In college, you have infinite freedom, and with this comes a large amount of responsibility. For the first time in your life, your time is your own and you can use it in whatever way you see fit. You can spend hours on end watching Netflix without a concerned parent looming over to tell you to get outside and do something with your life. If you don't have a job, don't annoy your roommate, and finish your assignments on time, you can do whatever you want, day in and day out. Without the constant nagging of a helicopter parent, the college student in its natural environment is free to make whatever temporary life choices he or she chooses. The complete lack of consultation with others on life choices leads many students to spend their evenings drinking away their high school algebra lessons. However, a certain class of student goes in a slightly different direction: over-commitment. The freedom to do anything combined with a college campus's innate desire to occupy all of your time with hundreds of organizations, groups, clubs, teams, and projects leads to a large number of students who find themselves willingly giving away all of their time until there is nothing left. I know because I was, and am, one of them.
There are many reasons why a person would want to completely use their free time. Perhaps they are so used to being busy that the idea of doing nothing at all is strange and frightening.
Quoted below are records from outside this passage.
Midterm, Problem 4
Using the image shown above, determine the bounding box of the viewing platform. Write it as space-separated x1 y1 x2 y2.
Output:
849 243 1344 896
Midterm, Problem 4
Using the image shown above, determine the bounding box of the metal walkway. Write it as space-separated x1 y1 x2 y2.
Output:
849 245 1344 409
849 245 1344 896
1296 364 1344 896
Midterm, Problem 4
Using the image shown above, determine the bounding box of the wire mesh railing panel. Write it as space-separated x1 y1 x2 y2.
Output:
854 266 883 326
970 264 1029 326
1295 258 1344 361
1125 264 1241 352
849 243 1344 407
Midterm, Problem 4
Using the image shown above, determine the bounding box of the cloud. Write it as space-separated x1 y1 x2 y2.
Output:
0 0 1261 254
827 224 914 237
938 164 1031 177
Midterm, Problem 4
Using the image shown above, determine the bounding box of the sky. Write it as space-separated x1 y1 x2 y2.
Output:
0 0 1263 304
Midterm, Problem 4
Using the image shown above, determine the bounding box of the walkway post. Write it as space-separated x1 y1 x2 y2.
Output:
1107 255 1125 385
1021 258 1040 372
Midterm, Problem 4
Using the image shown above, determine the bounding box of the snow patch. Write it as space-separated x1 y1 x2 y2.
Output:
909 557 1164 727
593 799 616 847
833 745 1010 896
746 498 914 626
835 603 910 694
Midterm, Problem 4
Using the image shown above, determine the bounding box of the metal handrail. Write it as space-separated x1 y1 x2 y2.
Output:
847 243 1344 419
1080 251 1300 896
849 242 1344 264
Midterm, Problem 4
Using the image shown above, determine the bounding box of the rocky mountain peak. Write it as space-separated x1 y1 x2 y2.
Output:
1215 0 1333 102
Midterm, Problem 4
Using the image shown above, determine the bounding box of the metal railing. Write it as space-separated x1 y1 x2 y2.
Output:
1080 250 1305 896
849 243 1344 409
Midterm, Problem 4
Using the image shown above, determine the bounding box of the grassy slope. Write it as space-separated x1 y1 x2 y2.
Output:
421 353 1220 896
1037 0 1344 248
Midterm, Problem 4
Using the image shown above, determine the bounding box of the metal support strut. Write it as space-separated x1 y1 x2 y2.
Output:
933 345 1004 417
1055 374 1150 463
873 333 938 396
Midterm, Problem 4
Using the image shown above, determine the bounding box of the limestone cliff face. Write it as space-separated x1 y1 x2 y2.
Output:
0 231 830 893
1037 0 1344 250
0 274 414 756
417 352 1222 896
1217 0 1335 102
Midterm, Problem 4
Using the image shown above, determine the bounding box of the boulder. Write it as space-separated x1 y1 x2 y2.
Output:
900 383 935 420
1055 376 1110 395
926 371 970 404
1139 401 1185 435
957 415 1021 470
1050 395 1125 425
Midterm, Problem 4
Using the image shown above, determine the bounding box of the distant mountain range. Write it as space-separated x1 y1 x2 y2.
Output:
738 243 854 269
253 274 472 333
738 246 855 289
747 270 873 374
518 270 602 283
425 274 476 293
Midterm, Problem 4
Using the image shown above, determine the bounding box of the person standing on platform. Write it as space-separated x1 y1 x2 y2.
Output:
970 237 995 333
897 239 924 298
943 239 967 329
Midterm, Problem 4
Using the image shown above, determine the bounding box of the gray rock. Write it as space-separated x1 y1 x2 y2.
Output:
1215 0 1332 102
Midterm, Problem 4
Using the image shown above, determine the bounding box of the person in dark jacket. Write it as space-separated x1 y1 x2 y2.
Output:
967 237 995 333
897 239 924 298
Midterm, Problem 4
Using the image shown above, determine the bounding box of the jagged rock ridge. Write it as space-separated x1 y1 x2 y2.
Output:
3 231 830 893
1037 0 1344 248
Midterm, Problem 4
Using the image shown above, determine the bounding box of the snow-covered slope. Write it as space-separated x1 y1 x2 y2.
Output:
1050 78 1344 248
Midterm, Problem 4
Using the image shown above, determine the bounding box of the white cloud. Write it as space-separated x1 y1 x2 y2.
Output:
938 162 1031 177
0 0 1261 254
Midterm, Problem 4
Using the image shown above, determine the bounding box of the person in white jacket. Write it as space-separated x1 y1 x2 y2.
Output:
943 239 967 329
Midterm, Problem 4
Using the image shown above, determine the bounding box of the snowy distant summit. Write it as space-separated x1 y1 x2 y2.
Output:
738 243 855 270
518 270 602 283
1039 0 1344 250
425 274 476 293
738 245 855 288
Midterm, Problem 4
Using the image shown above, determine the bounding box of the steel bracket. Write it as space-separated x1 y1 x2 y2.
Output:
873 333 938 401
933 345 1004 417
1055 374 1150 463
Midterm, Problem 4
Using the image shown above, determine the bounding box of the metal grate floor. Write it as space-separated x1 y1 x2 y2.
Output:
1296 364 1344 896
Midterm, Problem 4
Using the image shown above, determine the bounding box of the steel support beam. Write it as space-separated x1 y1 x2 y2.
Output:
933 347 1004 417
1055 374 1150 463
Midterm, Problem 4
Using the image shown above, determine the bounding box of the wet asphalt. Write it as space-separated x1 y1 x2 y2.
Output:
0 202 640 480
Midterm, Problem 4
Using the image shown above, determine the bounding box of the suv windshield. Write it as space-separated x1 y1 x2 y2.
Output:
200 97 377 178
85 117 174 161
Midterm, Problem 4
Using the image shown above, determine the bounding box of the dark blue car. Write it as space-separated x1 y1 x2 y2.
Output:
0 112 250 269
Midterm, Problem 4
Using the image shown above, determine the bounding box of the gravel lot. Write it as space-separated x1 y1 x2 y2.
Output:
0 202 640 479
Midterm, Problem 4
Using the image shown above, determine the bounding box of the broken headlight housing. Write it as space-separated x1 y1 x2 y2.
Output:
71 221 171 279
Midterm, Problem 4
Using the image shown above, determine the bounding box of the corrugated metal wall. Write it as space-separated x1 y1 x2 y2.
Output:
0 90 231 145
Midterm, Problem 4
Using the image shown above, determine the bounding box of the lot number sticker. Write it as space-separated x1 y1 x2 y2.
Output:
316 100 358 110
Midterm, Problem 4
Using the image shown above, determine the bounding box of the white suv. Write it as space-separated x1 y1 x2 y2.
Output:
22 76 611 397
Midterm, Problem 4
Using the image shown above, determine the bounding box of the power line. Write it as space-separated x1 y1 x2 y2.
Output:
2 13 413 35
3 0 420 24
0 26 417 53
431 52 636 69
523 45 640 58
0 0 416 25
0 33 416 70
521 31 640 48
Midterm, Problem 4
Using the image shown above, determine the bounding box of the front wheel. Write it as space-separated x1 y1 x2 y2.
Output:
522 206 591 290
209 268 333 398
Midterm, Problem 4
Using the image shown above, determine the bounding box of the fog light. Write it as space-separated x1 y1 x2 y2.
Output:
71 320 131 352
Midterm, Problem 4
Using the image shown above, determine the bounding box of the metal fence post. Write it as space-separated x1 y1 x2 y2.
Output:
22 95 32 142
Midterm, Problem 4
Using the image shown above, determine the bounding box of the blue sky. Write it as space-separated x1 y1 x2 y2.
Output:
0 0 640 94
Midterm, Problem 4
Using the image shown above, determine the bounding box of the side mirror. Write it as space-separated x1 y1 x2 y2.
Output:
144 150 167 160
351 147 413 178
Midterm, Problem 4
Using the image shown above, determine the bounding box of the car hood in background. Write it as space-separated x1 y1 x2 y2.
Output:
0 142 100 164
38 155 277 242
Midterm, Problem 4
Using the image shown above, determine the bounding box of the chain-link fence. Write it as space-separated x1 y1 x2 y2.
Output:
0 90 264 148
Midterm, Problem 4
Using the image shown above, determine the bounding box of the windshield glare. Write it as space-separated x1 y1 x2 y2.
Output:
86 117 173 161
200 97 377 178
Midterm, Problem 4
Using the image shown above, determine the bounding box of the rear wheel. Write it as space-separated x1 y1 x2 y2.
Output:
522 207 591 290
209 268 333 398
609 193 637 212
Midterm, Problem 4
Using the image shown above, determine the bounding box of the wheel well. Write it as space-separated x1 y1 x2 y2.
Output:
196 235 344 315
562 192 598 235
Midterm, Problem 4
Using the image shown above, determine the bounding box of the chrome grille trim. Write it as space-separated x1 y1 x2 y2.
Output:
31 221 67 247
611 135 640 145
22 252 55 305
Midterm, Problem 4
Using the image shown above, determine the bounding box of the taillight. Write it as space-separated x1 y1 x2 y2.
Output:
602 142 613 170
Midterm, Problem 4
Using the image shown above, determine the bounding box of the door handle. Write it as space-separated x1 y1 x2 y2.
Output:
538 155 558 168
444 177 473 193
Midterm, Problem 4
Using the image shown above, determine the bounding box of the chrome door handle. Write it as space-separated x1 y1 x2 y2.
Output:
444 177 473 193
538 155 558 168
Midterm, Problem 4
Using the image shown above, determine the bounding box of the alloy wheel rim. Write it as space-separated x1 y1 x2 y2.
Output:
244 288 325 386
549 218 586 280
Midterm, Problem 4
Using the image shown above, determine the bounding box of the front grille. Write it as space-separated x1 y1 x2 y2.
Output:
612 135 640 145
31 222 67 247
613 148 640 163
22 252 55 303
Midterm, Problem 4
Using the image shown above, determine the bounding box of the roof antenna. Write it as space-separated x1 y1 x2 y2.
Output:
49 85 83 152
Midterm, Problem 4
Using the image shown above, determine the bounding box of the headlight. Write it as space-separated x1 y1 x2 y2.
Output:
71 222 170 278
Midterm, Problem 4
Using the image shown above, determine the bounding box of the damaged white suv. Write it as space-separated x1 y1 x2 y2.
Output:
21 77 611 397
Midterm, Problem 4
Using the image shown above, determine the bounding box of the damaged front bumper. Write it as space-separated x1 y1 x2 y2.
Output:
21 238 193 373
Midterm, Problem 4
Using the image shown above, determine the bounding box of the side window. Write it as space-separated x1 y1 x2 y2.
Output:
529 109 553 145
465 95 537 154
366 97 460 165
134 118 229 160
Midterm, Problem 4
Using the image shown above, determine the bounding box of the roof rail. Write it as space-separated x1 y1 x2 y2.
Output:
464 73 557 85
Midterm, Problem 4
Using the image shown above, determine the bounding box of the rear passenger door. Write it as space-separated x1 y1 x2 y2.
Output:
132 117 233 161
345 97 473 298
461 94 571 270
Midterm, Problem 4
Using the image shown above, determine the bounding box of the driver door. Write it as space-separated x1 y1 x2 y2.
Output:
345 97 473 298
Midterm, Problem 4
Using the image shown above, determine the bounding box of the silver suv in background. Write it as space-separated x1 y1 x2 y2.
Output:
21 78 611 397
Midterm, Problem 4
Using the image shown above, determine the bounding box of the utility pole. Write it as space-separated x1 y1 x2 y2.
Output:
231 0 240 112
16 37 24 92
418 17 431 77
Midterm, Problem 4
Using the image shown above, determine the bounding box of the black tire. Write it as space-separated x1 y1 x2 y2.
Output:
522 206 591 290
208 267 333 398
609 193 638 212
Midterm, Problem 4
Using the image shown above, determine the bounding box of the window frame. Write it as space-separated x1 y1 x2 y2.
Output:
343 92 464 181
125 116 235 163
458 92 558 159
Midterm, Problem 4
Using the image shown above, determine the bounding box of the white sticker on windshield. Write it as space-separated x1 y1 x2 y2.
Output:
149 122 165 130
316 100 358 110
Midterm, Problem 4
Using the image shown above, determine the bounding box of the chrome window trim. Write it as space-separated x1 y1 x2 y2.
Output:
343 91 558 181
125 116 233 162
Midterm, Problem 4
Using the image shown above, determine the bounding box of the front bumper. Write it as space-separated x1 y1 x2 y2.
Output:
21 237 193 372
Perhaps they find that if they are not out in the world, soaking up the spotlight, then they will shrivel and die. Perhaps they believe that being given the freedom to do anything means that one has an obligation to do everything. As for me, the answer is all three. After the initial dizzying thrill of boundless freedom, I found myself over-committing to everything possible. I attempted to be part of an engineering group, an open mic night, and -- because I saw a sign posted in the quad near the dining hall, went straight to the building posted on the sign, found out the audition had been moved to a different location across campus, and sprinted there -- a play. By the time the school year had gotten into full swing, I quickly realized that I only had time for school, work, and the play. Even so, I was still put to the edge of my sanity by the amount of work required for a college-level play. Even as I was forced to stay up later and later into the night to just barely finish my schoolwork, I never considered quitting the play. I had decided that theater was something I wanted to do in college, and I'd be damned if I let the limitations of my own mind and body stop me.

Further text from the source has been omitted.